Narrative techniques are methods that are used to give an artistic and emotional effect to a story.
Many key narrative techniques are:
- Plot
- Character
- Point of View
- Style
Plot
When writers present a story or events, it’s called a narrative. However, writers aren’t required to tell the story chronologically or in a sequential manner. The “plot” is an organized pattern in which the writer narrates the story. In Aristotle’s “Poetics,” he states that good plots should have a beginning that draws readers into the action and makes them want to know what will happen afterward, followed by a middle and needs further action to entertain the readers and an end that would leave the readers with a sense of completion. Aristotle states that plots should be unified, which means that the readers should not decipher or remove any part of the text without losing crucial meaning.
Characters
Most narratives or stories depend on one or more characters. Characters are understood by the readers by what they do and say, and so narrative techniques surrounding characters are related to the plot, point of view, and style. In most narratives, characters are well developed. It is easier to understand their motivations and can think of them as complex, real people. Other characters may be more two-dimensional or “linear.”
Point of View
The point of view presents the perspective from which a writer tells the story. The types of narrative point of view vary from first-person limited, where a single character who refers to himself/herself as “I,” tells the story without presenting most of the information, to third-person omniscient, where the narrator tells the story about the characters and knows every detail about them. Point of view affects characterization by describing whether the author shows or tells readers about a character.
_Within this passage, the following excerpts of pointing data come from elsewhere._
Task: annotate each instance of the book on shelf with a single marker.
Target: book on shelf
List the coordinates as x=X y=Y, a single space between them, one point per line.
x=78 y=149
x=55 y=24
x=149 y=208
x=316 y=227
A concept of “Showing” occurs when readers learn about characters mainly through their speech or actions.
Style
Style is the kind of language a writer uses to tell a story, and it contains several elements. The narrative is determined by the writer’s word choice. The narrative’s structure refers to its sentence structures, usually presented on a scale from complex to simple; a text that deviates or switches narrators from chapter to chapter, for instance, might have one narrator speak in complex phrases while another thinks in simple language. Finally, the amount of figurative language, which says one thing while implying another, is another characteristic of the style.